Ławica zamknie się na trzy tygodnie
Jesienią na trzy tygodnie zostanie zamknięte lotnisko Poznań-Ławica - dowiedziała się lokalna "Gazeta Wyborcza". W tym czasie przeprowadzony zostanie remont drogi startowej. To nie pierwszy taki przypadek w Polsce, ale jak na razie jeden z najdłuższych.
Reklama
Jak wynika z dokumentacji przetargowej, do której dotarł dziennikarz "GW", droga startowa w Poznaniu ma być zamknięta od 21 września do 11 października przez całą dobę. Toczą się już rozmowy z największymi przewoźnikami dotyczące tego okresu.
Rzeczniczka lotniska wyjaśnia "Wyborczej", że termin został wybrany ze względu na całoroczny harmonogram prac inwestycyjnych.
Trzytygodniowe zamknięcie lotniska z powodu remontu drogi startowej będzie jak na razie najdłuższym (nie licząc sytuacji w Modlinie) takim utrudnieniem.

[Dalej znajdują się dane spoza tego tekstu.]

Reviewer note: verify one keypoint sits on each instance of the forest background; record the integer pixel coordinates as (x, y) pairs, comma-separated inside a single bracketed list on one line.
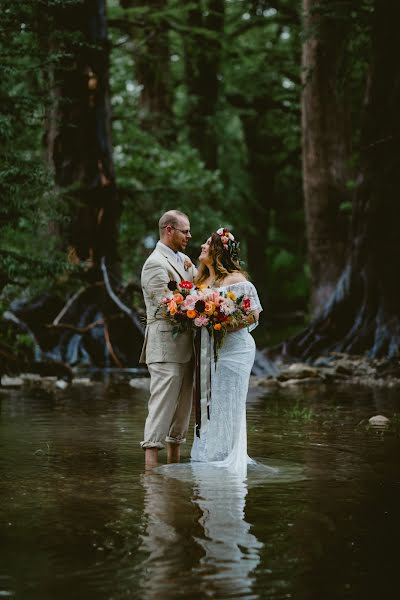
[(278, 119)]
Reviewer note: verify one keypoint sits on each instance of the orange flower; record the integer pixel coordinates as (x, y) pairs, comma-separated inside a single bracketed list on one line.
[(172, 307), (209, 308), (178, 298)]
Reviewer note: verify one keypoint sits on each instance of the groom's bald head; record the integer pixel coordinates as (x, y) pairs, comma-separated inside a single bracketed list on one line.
[(174, 228), (171, 217)]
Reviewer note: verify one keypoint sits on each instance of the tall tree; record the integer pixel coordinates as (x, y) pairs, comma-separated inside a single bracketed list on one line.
[(78, 137), (326, 143), (149, 33), (203, 53), (363, 313)]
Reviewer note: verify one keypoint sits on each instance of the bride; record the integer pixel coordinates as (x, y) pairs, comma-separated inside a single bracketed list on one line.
[(224, 441)]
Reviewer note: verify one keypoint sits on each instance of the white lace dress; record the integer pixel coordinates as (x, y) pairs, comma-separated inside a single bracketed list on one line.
[(224, 443)]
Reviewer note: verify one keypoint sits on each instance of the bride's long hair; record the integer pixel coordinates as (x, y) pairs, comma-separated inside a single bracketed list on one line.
[(222, 262)]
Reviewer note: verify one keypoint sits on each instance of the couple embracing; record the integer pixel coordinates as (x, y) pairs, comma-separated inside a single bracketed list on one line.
[(170, 360)]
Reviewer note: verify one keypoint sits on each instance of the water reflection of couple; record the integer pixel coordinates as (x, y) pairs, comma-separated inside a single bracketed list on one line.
[(195, 535), (222, 439)]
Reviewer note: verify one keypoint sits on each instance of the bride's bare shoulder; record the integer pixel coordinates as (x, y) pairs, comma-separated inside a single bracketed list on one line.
[(234, 278)]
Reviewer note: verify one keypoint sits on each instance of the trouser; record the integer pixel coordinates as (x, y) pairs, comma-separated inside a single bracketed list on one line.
[(170, 404)]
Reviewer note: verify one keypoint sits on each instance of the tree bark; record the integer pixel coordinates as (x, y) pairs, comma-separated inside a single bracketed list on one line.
[(363, 314), (203, 47), (152, 64), (326, 147), (78, 136)]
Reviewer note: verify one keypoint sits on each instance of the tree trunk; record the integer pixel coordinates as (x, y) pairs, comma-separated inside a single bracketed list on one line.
[(326, 147), (202, 65), (363, 313), (152, 63), (78, 137), (93, 326)]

Droga startowa poznańskiego lotniska została wydłużona do swojej obecnej długości 2,5 km w latach 1971-75. To właśnie wiek dróg startowych jest problemem nie tylko w Wielkopolsce, ale i na większości lotnisk w Polsce. Były one budowane w starej technologii i przewidziane do obsługi znacznie mniejszego ruchu, zarówno pod względem wielkości samolotów, jak i częstotliwości ich startów i lądowań.
Jak wynika z danych zawartych w Zbiorze Informacji Lotniczych (AIP) przez Polską Agencję Żeglugi Powietrznej, większość polskich lotnisk dysponuje drogami startowymi o nośności poniżej 60 jednostek PCN. W dużym uproszczeniu można przyjąć, że to wskaźnik określający trwałość i wyznaczający maksymalną masę regularnie korzystających z drogi startowej samolotów. Im wyższe PCN, tym większe samoloty mogą regularnie korzystać z danego lotniska.
Jedynie trzy porty lotnicze mają, zgodnie z aktualnym AIP, drogi startowe o nośności ponad 70 PCN. Tę wartość przyjmuje się jako standard dla lotnisk, z których regularnie korzystają duże samoloty. Takie drogi startowe są w Bydgoszczy (70 PCN), Rzeszowie (82 PCN, ale tylko na 700-metrowym fragmencie pasa) oraz w Warszawie (77 i 82 PCN na dwóch drogach startowych). W Poznaniu nośność wynosi jedynie 56 PCN.
Nośność 70 PCN będzie miała także nowa droga startowa budowana w Katowicach-Pyrzowicach.
Wiek oraz relatywnie słaba nośność powodują, że w ostatnich latach wiele polskich lotnisk zdecydowało się na remonty dróg startowych.
W maju 2014 r. na 10 dni zamknięte zostało z tego powodu lotnisko w Łodzi.
Wcześniej port im. Władysława Reymonta skorzystał jednak na remoncie w Warszawie. Lotnisko Chopina zamykało drogi startowe nawet na czas kilku miesięcy, jednak z uwagi na to, że to jedyny port lotniczy z dwoma pasami, nie uniemożliwiało to operacji lotniczych. We wrześniu 2010 r. odbył się jednak remont skrzyżowania dróg startowych, a lotnisko było zamknięte przez trzy kolejne weekendy. Wiele linii w te dni korzystało z portu w Łodzi.
Inne porty lotnicze przeprowadzają doraźne remonty dróg startowych nocami lub skracając ich długość, co umożliwia utrzymanie regularnego ruchu lotniczego. Trzytygodniowe zamknięcie Ławicy to jak na razie wyjątkowo długi remont.
Dłużej zamknięte z powodu remontu pasa startowego pozostawało jedynie lotnisko w Modlinie. Tam jednak uszkodzenia wynikały z błędów wykonawcy. Po zaledwie pół roku działania portu lotniczego pojawiły się ubytki nawierzchni tak duże, że niezbędna była całkowita przebudowa dwóch betonowych fragmentów drogi startowej o łącznej długości ok. 1000 metrów.
W tym roku remont drogi startowej odbędzie się także w Gdańsku - tam linie lotnicze nie będą mogły latać tylko przez jeden weekend w czerwcu oraz w Bydgoszczy, gdzie lotnisko zostanie zamknięte na dwa tygodnie już w marcu.
Dla porównaniu, lotnisko w Rydze przeprowadziło niedawno całkowitą przebudowę drogi startowej wykonując prace jedynie nocami i nie zamykając portu lotniczego ani na jeden dzień.